A big problem with the downloadable version was that beyond the character editor, there wasn’t really much else to keep you busy. Sure you could create and venture an expanding world collecting, eggs and coins, but this grew tiring. Even checking out a stranger’s monsters via SpotPass or QR codes, while fun, wasn’t enough to hold the attention of those that wanted more. The Deluxe version however attempts to rectify this problem by introducing dungeons to the mix, allowing you to battle other monsters and explore some newer simple 2D interiors.
Your formee is assigned one of three classes that include speedy, aggressive and defensive. Battles then consist of no more than virtual games of rock-paper-scissors lacking any real depth whatsoever. Kids are sure to have a blast out of going toe-to-toe with their other creations, but anyone looking for something to get your teeth into will be sorely disappointed. It’s a real shame, as something like this could have really added to the Freakyforms experience if it had been done right. This just feels like a missed opportunity.
Over 100 extra items have been included in this update which to its credit can be fun to unlock. Completing objectives will net you new shapes for your creations and parts to customize your world. The further you find yourself getting into the game, the more crazy and inventive your ideas will become which end up providing a nice incentive to continue completing missions despite the barren areas and slightly repetitive nature of it all.
Also new, is the addition of a multiplayer mode that sees you and up to three others creating your own formees that try their best to match a specific word or theme.
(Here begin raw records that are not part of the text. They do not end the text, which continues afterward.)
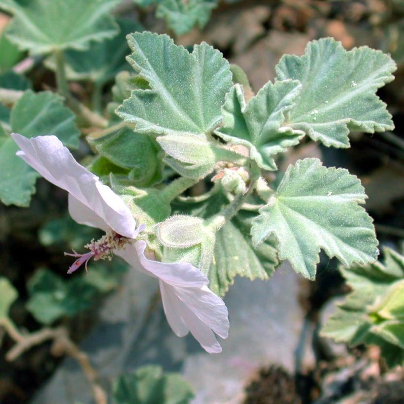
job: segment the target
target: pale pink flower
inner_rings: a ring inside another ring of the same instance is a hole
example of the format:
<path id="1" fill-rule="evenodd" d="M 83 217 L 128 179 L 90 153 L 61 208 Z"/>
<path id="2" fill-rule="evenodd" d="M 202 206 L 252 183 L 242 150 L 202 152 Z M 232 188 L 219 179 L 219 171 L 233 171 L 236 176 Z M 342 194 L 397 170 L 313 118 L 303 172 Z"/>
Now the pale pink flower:
<path id="1" fill-rule="evenodd" d="M 18 156 L 48 181 L 69 193 L 69 212 L 73 219 L 106 232 L 100 240 L 88 245 L 90 252 L 71 254 L 78 258 L 69 272 L 92 258 L 100 259 L 112 253 L 122 257 L 138 270 L 158 279 L 164 311 L 178 337 L 190 331 L 208 352 L 221 352 L 214 333 L 227 337 L 227 308 L 208 288 L 206 276 L 187 263 L 163 263 L 147 258 L 145 242 L 134 239 L 144 226 L 136 228 L 122 199 L 79 164 L 56 136 L 28 139 L 18 134 L 11 136 L 21 149 Z"/>

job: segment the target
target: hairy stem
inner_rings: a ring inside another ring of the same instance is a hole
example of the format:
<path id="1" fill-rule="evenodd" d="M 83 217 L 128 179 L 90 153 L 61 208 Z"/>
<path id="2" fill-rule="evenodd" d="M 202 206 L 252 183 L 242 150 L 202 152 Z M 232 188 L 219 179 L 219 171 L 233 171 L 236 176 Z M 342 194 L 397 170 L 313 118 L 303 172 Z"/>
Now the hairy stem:
<path id="1" fill-rule="evenodd" d="M 58 92 L 64 97 L 67 97 L 69 93 L 67 80 L 66 79 L 66 70 L 65 66 L 65 55 L 61 50 L 55 52 L 56 62 L 56 84 Z"/>
<path id="2" fill-rule="evenodd" d="M 75 359 L 81 367 L 83 372 L 91 386 L 93 396 L 97 404 L 107 404 L 107 395 L 98 382 L 97 371 L 91 365 L 88 356 L 70 339 L 65 327 L 48 328 L 45 327 L 38 331 L 28 334 L 21 333 L 8 318 L 0 319 L 0 326 L 2 326 L 7 333 L 16 342 L 15 345 L 7 353 L 6 359 L 12 361 L 33 346 L 53 340 L 51 352 L 55 356 L 66 354 Z"/>
<path id="3" fill-rule="evenodd" d="M 101 114 L 102 111 L 102 85 L 95 83 L 91 96 L 91 104 L 93 109 L 97 113 Z"/>
<path id="4" fill-rule="evenodd" d="M 189 178 L 187 177 L 181 177 L 174 179 L 168 184 L 162 192 L 162 197 L 171 202 L 177 197 L 179 196 L 184 191 L 195 185 L 199 180 Z"/>

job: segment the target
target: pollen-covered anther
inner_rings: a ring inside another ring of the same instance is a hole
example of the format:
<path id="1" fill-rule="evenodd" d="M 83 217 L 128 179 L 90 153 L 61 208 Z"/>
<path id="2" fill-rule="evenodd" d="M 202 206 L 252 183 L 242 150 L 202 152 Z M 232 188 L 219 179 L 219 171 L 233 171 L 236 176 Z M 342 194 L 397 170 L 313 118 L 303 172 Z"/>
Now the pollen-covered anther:
<path id="1" fill-rule="evenodd" d="M 65 253 L 65 255 L 75 257 L 77 259 L 70 266 L 67 273 L 73 272 L 83 264 L 85 264 L 86 272 L 88 273 L 87 263 L 91 258 L 94 258 L 96 261 L 99 260 L 108 260 L 110 261 L 113 256 L 113 251 L 123 248 L 130 240 L 130 238 L 124 237 L 112 230 L 107 230 L 106 234 L 99 240 L 95 241 L 93 239 L 91 242 L 84 246 L 85 248 L 90 250 L 90 252 L 78 254 L 73 250 L 73 254 Z"/>

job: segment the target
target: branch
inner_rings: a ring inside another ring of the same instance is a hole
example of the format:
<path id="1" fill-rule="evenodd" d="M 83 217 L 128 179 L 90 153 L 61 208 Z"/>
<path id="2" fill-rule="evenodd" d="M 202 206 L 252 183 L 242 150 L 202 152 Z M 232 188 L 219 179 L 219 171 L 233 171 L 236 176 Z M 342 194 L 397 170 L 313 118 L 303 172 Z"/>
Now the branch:
<path id="1" fill-rule="evenodd" d="M 29 334 L 20 333 L 11 321 L 8 319 L 0 319 L 0 325 L 3 326 L 9 336 L 15 341 L 15 345 L 7 353 L 6 359 L 12 361 L 33 346 L 53 340 L 51 348 L 52 354 L 60 356 L 64 354 L 75 359 L 81 367 L 86 378 L 91 386 L 93 396 L 97 404 L 107 404 L 107 395 L 98 382 L 97 371 L 91 365 L 88 356 L 69 338 L 66 328 L 45 328 Z"/>

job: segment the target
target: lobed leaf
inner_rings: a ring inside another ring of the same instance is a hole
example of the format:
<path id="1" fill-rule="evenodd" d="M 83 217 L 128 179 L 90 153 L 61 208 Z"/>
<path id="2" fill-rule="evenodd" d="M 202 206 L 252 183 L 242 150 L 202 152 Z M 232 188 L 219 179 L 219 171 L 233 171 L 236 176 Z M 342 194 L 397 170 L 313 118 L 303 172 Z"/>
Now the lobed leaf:
<path id="1" fill-rule="evenodd" d="M 120 0 L 0 0 L 0 9 L 14 18 L 8 37 L 22 50 L 46 54 L 66 49 L 86 49 L 118 32 L 109 14 Z"/>
<path id="2" fill-rule="evenodd" d="M 352 289 L 321 330 L 350 346 L 378 345 L 388 366 L 404 364 L 404 257 L 385 248 L 385 263 L 341 268 Z"/>
<path id="3" fill-rule="evenodd" d="M 163 372 L 161 367 L 153 365 L 120 376 L 114 383 L 112 395 L 117 404 L 187 404 L 194 397 L 191 386 L 181 375 Z"/>
<path id="4" fill-rule="evenodd" d="M 8 317 L 8 310 L 18 297 L 18 292 L 8 279 L 0 278 L 0 319 Z"/>
<path id="5" fill-rule="evenodd" d="M 282 127 L 285 114 L 294 105 L 301 85 L 297 80 L 269 82 L 248 103 L 243 87 L 236 84 L 226 95 L 222 107 L 223 127 L 216 133 L 224 140 L 243 144 L 262 168 L 276 169 L 271 157 L 297 144 L 303 135 Z"/>
<path id="6" fill-rule="evenodd" d="M 220 211 L 229 201 L 222 189 L 216 186 L 202 200 L 193 198 L 174 202 L 176 212 L 207 218 Z M 268 279 L 279 263 L 275 240 L 269 238 L 258 248 L 252 244 L 250 231 L 251 221 L 257 213 L 241 210 L 216 234 L 213 259 L 206 275 L 209 288 L 223 296 L 236 276 L 253 279 Z"/>
<path id="7" fill-rule="evenodd" d="M 217 0 L 162 0 L 157 7 L 156 15 L 165 19 L 177 35 L 182 35 L 196 25 L 203 28 L 216 7 Z"/>
<path id="8" fill-rule="evenodd" d="M 190 54 L 167 35 L 135 33 L 128 61 L 150 90 L 134 90 L 117 111 L 140 133 L 209 134 L 222 119 L 221 107 L 232 85 L 228 62 L 203 42 Z"/>
<path id="9" fill-rule="evenodd" d="M 274 235 L 279 258 L 314 279 L 323 248 L 344 265 L 377 258 L 372 219 L 358 205 L 367 198 L 359 180 L 345 169 L 326 168 L 317 159 L 290 166 L 276 194 L 253 221 L 253 242 Z"/>
<path id="10" fill-rule="evenodd" d="M 112 80 L 120 71 L 130 68 L 125 59 L 129 51 L 125 38 L 130 33 L 143 31 L 143 27 L 128 19 L 119 18 L 117 22 L 119 33 L 112 38 L 92 42 L 87 50 L 70 49 L 65 53 L 67 78 L 90 80 L 102 85 Z M 55 70 L 54 58 L 48 58 L 45 65 Z"/>
<path id="11" fill-rule="evenodd" d="M 75 116 L 63 105 L 59 96 L 49 92 L 35 94 L 26 91 L 11 110 L 11 130 L 33 137 L 54 135 L 66 146 L 77 147 L 80 132 Z M 40 176 L 15 155 L 19 150 L 13 139 L 0 134 L 0 200 L 6 204 L 27 206 L 35 192 L 35 182 Z"/>
<path id="12" fill-rule="evenodd" d="M 276 66 L 278 80 L 302 85 L 287 125 L 336 147 L 349 147 L 350 130 L 392 130 L 391 115 L 375 93 L 394 79 L 396 69 L 388 55 L 367 46 L 347 51 L 332 38 L 309 42 L 304 56 L 285 55 Z"/>

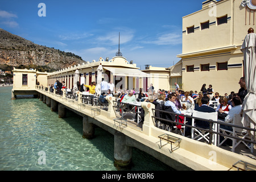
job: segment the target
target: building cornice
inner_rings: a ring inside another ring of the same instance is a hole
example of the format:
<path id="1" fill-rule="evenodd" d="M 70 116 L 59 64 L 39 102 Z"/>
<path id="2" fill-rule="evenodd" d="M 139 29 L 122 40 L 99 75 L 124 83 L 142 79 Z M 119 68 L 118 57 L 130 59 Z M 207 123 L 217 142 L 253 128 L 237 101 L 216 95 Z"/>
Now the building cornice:
<path id="1" fill-rule="evenodd" d="M 227 51 L 235 50 L 237 49 L 237 46 L 230 46 L 227 47 L 220 47 L 214 49 L 203 50 L 197 52 L 189 52 L 185 53 L 182 53 L 177 55 L 177 57 L 185 58 L 189 57 L 193 57 L 199 55 L 207 55 L 209 53 L 215 53 L 217 52 L 223 52 Z"/>

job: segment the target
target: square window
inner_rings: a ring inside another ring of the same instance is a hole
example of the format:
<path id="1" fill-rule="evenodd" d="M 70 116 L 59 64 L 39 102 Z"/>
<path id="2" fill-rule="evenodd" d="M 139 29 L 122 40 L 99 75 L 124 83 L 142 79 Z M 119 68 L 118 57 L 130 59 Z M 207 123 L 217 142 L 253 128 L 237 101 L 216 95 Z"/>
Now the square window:
<path id="1" fill-rule="evenodd" d="M 27 74 L 22 74 L 22 85 L 27 85 Z"/>
<path id="2" fill-rule="evenodd" d="M 187 28 L 188 34 L 191 34 L 191 33 L 193 33 L 194 32 L 194 30 L 195 30 L 194 27 L 195 26 L 192 26 L 192 27 Z"/>
<path id="3" fill-rule="evenodd" d="M 194 72 L 194 65 L 192 66 L 187 66 L 187 71 L 188 72 Z"/>
<path id="4" fill-rule="evenodd" d="M 205 23 L 201 23 L 201 30 L 209 28 L 209 26 L 210 26 L 209 21 L 208 21 L 207 22 L 205 22 Z"/>
<path id="5" fill-rule="evenodd" d="M 201 71 L 210 71 L 210 64 L 201 64 Z"/>
<path id="6" fill-rule="evenodd" d="M 228 70 L 228 62 L 217 63 L 217 70 Z"/>
<path id="7" fill-rule="evenodd" d="M 222 17 L 217 18 L 217 22 L 218 25 L 228 23 L 228 15 L 225 15 Z"/>

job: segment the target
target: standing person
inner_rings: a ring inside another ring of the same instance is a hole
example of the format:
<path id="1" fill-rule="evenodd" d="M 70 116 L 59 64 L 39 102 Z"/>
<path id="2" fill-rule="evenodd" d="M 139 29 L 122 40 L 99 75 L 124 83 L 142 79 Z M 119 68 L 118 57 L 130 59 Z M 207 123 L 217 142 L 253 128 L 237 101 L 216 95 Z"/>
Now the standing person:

Despite being incredibly simple and with no real winner actually declared, this mode turned out to be good fun and should you get four friends together, you’ll have a good time simply watching everyone’s creations unfold. Judging everyone’s monsters for ourselves definitely provided plenty of fun discussions between us as we argued whos attempts soared and whos sunk. Even better is the fact that only one copy of the game is needed.
The original Freakyforms was a fun way to kill half an hour from time to time and despite not offering too much in terms of content, the low price helped justify that. With the Deluxe version, sadly the dungeons and small additions don’t feel entirely worthwhile making it tough to justify the extra cost. There’s still fun to be had here, but as it stands you’ll find it hard not to be disappointed in terms of what the Deluxe version has to offer.